Poza kierownicą pojazd zachowa też eleganckie, klasyczne wnętrze Bentleya, choć raczej nie można mu wróżyć długiego życia – auto zostało pozbawione drzwi, bo gąsienice i tak uniemożliwiały by ich otwieranie.

Bentley Ultratank? To tylko zabawka, Rosjanie potrafią zrobić to lepiej

Jak widać po nagraniach z Youtube, frajda z jazdy gąsienicowym Bentleyem jest olbrzymia. Tyle, że nazwa jest mocno na wyrost, bo konstruktorzy zapomnieli o tym, co w czołgu najważniejsze, czyli o solidnym opancerzeniu (ponoć w Rosji się przydaje) i jakimkolwiek uzbrojeniu. W kłopotliwej sytuacji kierowcy Ultratanka pozostaje więc szybka ucieczka, do czego pojazd ten nadaje się doskonale – zawraca niemal w miejscu i radzi sobie nawet w najtrudniejszym terenie. To jedna. Można się więc spodziewać, że na jednym egzemplarzu historia tego pojazdu się skończy.

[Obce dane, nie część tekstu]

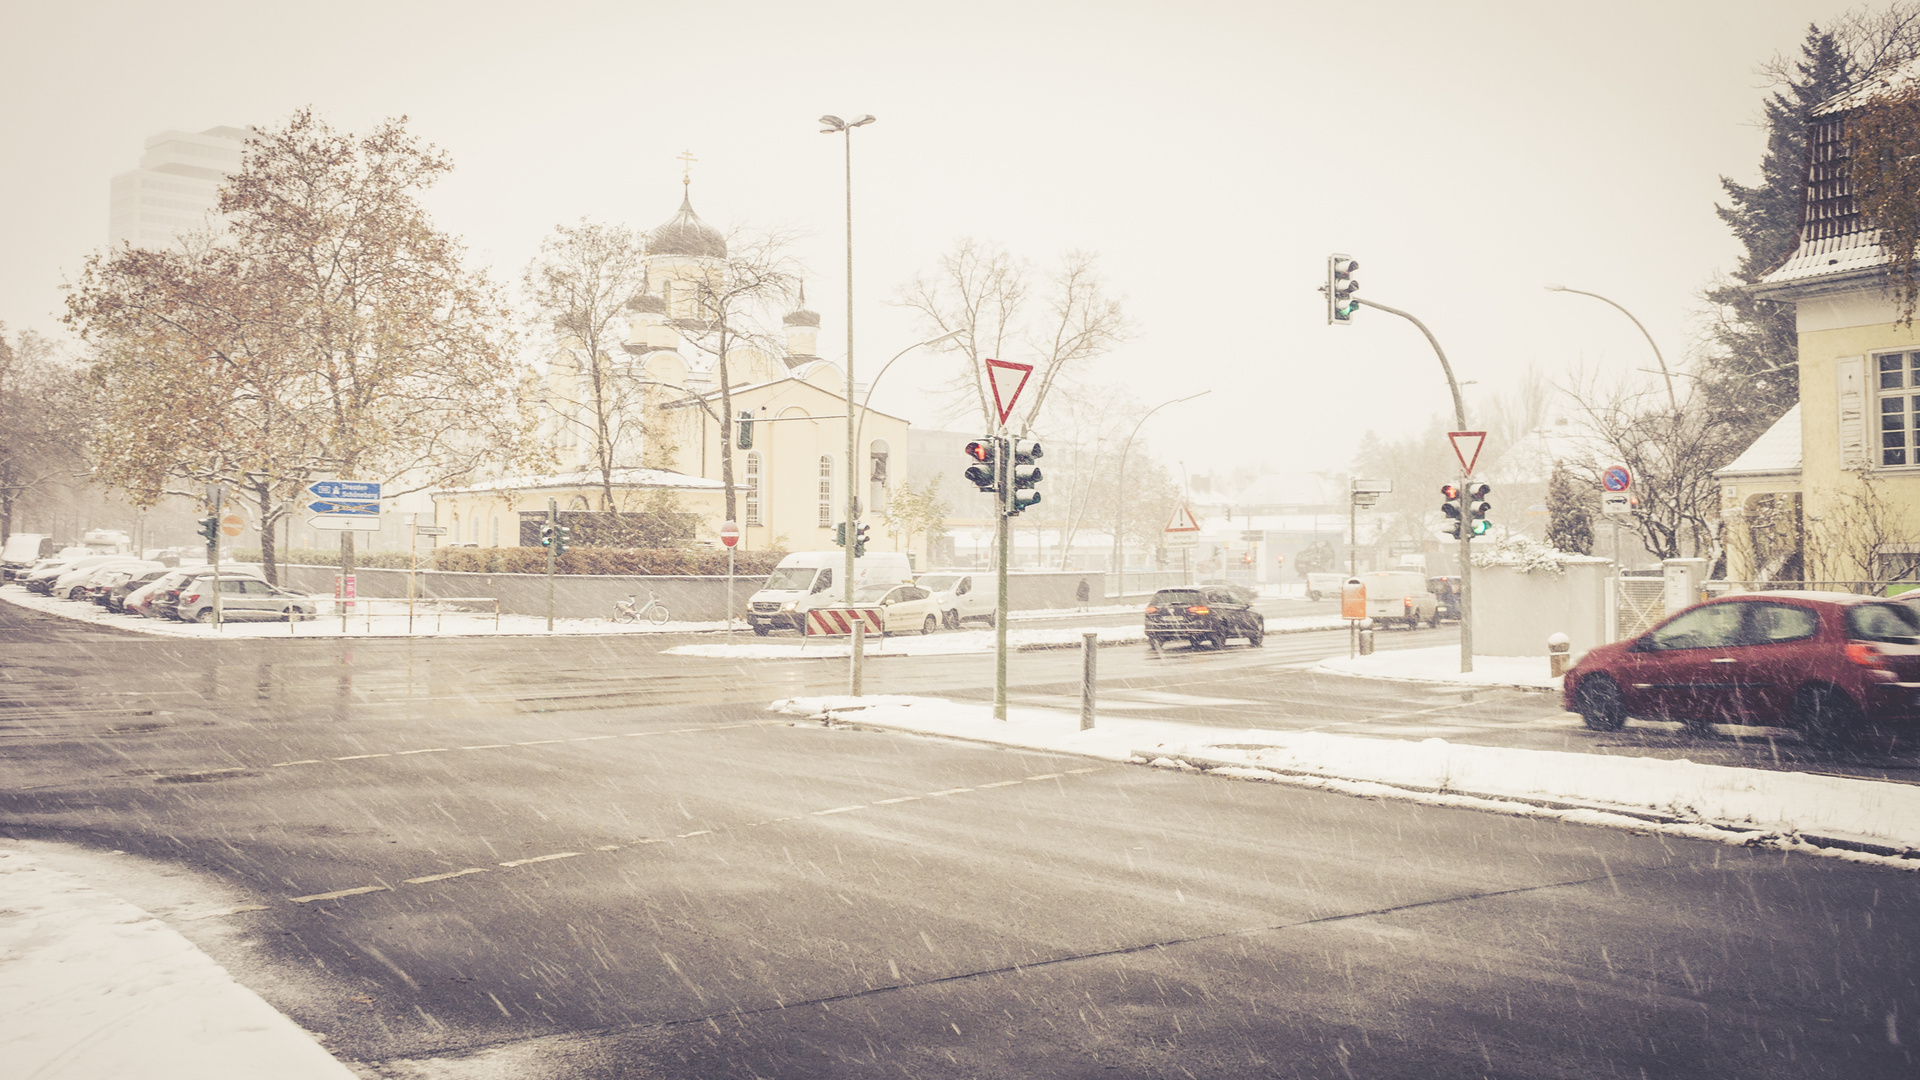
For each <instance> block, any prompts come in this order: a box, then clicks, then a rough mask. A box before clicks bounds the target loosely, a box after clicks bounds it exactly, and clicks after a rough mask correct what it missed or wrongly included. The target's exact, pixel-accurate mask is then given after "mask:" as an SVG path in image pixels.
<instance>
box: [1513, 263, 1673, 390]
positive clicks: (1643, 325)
mask: <svg viewBox="0 0 1920 1080" xmlns="http://www.w3.org/2000/svg"><path fill="white" fill-rule="evenodd" d="M1546 290H1548V292H1576V294H1580V296H1592V298H1594V300H1599V302H1601V304H1613V306H1615V307H1617V309H1619V311H1620V315H1626V317H1628V319H1634V313H1632V311H1628V309H1626V307H1620V306H1619V304H1615V302H1613V300H1607V298H1605V296H1601V294H1597V292H1588V290H1584V288H1567V286H1565V284H1549V286H1546ZM1634 325H1636V327H1640V332H1642V334H1645V338H1647V344H1649V346H1653V359H1655V361H1659V365H1661V379H1665V380H1667V404H1668V405H1672V409H1674V415H1676V417H1678V415H1680V396H1678V394H1674V377H1672V371H1667V357H1665V356H1661V346H1659V342H1655V340H1653V334H1649V332H1647V327H1645V325H1642V321H1640V319H1634Z"/></svg>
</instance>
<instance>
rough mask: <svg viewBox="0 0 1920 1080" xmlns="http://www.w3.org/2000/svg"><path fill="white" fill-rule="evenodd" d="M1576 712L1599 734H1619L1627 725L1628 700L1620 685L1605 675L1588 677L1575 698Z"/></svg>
mask: <svg viewBox="0 0 1920 1080" xmlns="http://www.w3.org/2000/svg"><path fill="white" fill-rule="evenodd" d="M1574 711H1576V713H1580V719H1582V721H1586V726H1590V728H1594V730H1597V732H1617V730H1620V728H1622V726H1624V724H1626V698H1622V696H1620V684H1619V682H1615V680H1611V678H1607V676H1605V675H1588V676H1586V678H1582V680H1580V692H1578V694H1576V696H1574Z"/></svg>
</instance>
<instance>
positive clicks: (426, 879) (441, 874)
mask: <svg viewBox="0 0 1920 1080" xmlns="http://www.w3.org/2000/svg"><path fill="white" fill-rule="evenodd" d="M484 872H488V869H486V867H467V869H465V871H449V872H445V874H426V876H424V878H407V884H409V886H424V884H428V882H444V880H447V878H465V876H467V874H484Z"/></svg>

Kombat T98 – prawdziwy wóz opancerzony dla bogatych

Gdyby ktoś jednak poszukiwał poważniejszego pojazdu, który bardziej zasługuje na miano „czołgu”, to na rosyjskim rynku sporą popularność zyskał model Kombat T98 – wóz opancerzony, który można kupić w wersji naprawdę luksusowej, a przy tym szybkiej i bezpiecznej. W topowej odmianie T98 ma opancerzenie klasy B7, odporne na ostrzał z broni maszynowej, a nawet karabinów wielkokalibrowych i ma zabezpieczać pasażerów nawet przed skutkami najechania na minę.

T98 Foto: YotuTube
T98

W zależności od silnika (do napędu używane są benzynowe i wysokoprężne silniki pochodzące z koncernu General Motors) pancerny, luksusowy SUV może się rozpędzać nawet do 180 km/h. Dla „odpowiednich” klientów T98 może być wyposażony w karabiny maszynowe i wyrzutnie granatów dymnych ułatwiających bezpieczny odwrót, gdyby sytuacja wymknęła się spod kontroli. Ile taka przyjemność kosztuje? Kombat T98 gra w tej samej lidze co Bentley Bentayga.